Ben bu iki gün içinde ne çizgi ne de haber yapabildim. Bu gün de Hardal'ın efsane albümü yeniden plak olarak çıkıyor. Tek satır yazamadım ama Sinan hızır gibi yetişti ve aşağıda okuyacağınız güzelim yazıyı kaleme aldı. 




80’lerin hemen başında, ülkenin o kaotik ortamında, henüz adı bile sınıflandırılmamış bir türde albüm yapıp, ‘80 sonrası müzik kuşağına kapılar açan efsane grup. Müzik piyasası ve ülke dar boğaza girip tıkanma noktasına gelmişken, hiçbir ticari kaygı gözetmeksizin birikimlerini plak üstünde bizlere ulaştıran yetenek abidesi müzisyenler.

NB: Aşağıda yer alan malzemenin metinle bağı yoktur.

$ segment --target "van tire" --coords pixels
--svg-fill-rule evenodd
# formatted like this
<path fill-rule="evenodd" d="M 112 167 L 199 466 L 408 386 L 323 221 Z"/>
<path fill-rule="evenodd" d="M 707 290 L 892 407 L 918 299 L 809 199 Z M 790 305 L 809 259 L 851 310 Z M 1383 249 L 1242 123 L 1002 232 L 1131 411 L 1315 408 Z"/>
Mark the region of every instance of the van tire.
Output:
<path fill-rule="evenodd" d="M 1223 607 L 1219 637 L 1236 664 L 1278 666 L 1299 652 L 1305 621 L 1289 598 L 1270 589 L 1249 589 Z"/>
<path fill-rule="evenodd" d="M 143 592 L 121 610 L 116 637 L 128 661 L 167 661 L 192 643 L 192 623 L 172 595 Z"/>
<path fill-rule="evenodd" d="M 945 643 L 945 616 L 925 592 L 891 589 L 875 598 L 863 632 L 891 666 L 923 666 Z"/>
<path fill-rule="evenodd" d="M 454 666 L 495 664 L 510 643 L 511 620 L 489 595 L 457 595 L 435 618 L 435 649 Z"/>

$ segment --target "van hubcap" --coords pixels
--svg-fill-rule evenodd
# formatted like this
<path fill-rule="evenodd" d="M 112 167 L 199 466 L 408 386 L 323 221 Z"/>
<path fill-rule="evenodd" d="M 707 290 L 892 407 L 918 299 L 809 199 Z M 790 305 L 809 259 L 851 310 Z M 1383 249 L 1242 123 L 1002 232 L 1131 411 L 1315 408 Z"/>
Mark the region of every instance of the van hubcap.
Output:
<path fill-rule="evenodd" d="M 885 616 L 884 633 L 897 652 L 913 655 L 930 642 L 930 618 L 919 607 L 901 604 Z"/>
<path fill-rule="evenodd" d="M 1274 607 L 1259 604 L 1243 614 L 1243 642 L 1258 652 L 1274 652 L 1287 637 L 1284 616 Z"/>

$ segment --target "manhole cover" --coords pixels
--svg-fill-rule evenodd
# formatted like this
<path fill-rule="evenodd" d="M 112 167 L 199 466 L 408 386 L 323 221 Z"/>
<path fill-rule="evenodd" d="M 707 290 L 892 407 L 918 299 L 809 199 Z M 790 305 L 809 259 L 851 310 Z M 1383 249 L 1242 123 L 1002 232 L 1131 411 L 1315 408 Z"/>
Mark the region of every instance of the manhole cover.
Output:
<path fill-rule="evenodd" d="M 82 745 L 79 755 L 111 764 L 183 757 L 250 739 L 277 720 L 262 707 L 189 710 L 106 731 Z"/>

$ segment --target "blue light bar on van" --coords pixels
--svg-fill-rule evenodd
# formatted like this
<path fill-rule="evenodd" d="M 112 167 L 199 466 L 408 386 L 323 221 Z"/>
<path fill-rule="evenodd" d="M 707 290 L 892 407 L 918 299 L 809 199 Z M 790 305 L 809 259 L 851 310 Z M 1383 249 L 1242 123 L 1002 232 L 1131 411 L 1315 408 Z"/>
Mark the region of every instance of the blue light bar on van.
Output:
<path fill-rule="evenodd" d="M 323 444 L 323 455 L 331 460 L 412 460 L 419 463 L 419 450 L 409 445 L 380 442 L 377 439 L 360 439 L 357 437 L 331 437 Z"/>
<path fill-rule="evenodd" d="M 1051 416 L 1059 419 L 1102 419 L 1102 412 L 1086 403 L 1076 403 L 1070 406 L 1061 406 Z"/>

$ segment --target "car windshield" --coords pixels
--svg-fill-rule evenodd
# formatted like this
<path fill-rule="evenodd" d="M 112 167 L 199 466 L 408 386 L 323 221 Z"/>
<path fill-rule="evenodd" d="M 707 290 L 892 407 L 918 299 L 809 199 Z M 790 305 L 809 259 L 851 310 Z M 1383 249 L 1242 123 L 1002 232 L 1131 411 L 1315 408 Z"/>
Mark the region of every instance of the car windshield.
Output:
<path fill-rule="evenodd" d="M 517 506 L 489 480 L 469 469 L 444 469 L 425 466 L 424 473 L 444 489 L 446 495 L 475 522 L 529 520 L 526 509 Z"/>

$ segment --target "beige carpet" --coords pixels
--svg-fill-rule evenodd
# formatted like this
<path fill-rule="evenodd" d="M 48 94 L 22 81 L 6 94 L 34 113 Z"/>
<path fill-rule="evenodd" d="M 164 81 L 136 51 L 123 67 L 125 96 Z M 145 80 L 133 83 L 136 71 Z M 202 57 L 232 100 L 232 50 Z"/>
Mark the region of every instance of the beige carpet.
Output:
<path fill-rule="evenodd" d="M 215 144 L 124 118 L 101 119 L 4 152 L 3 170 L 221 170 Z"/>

Elbette her biri, göz ardı edilmeyecek kadar önemli bonservislere sahip. Beslendikleri kaynak zaten, memleket insanını distortion’la tanıştıran, benimseten ve bir okul / ekol olarak misyon yüklenmiş bir efsane isim; Erkin Koray. Sedat Avdıkoğlu (ki Hardal’a kadar olan dönemde Avcı soyismiyle bilindi), Aydın Buyar Şencan ve Cahit Kukul, Erkin Koray’ın “en verimli dönemi” diye nitelendirebileceğimiz Yeraltı Dörtlüsü devresine imza atan müzisyenlerdi. Deneysellikte sınır tanımadan, enstrümanlarının da hakkını vererek, neredeyse her türde başarılı örnekler sergileyen Erkin Koray ve Yeraltı Dörtlüsü, bugün bile aşılamayan çoğu aranjeleriyle kendilerinden sonraki kuşaklara ışık oldular. Yeraltı Dörtlüsü sona erdikten sonra bile başta Erkin Koray; tüm grup elemanları artan bir ivme ile kariyerlerine devam ettiler.

Hardal’ın öyküsü de 70’lerin o parıltılı, patırtılı ve renkli günlerinin bitmesiyle başlıyor. Yurt dışından bir dolu enstrüman ve ekipmanla dönen Şükrü Yüksel, kendisi gibi bir müzik tutkunu Burhan Ağaoğlu’nun ön ayak olmasıyla bir fikir olarak benimsediği grup müziğine, o dönem Seyyal Taner’le çalışan Aydın Buyar Şencan ve Sedat Avcı’yı yanına alarak ciddi olarak eğilmeye başlıyordu. Beyaz Kelebekler’le olan mesaisini sonlandıran Cahit Kukul ise gruba yepyeni gitarıyla katılacaktı. Daha çok soft tınıları benimseyen bir sound çerçevesinde oluşturulan bestelerin tek eksiği, alt yapıyı önemli derece dolduracak klavyelerdi. Bu boşluğu da konservatuardan iyi bir eğitimle mezun olan Özkan Turgay’la doldururlar ve Hardal adıyla ortak bestelerden oluşan ilk albümleri “Nasıl? Ne Zaman” 1980 yılında piyasaya çıktı.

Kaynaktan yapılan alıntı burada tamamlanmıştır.